Les mouvements terroristes sont aux abois dans le Sahel. Acculés entre le Mali, le Niger et le Burkina Faso, ils ont tenté le tout pour le tout le 25 avril dernier. Ainsi une attaque coordonnée regroupant plusieurs mouvements terroristes visait à prendre Bamako et à s’emparer du pouvoir. Voulant imiter l’offensive menée en Syrie contre Bachar al-Assad, les terroristes auraient mobilisé près de 12 000 hommes équipés d’armes lourdes, de véhicules blindés et de drones kamikazes.
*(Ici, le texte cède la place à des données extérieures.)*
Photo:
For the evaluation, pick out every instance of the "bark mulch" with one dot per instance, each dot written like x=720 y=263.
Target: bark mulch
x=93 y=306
Malheureusement pour les assaillants, cette attaque s’est transformée en véritable hécatombe. Les forces armées maliennes (FAMa) ont infligé de lourdes pertes aux groupes terroristes. Plus de 3 000 combattants ont été tués en une semaine, dont plus de 1 000 en une seule journée. Les militaires maliens n’avaient jamais réalisé une telle prouesse depuis le début de la crise sécuritaire en 2011.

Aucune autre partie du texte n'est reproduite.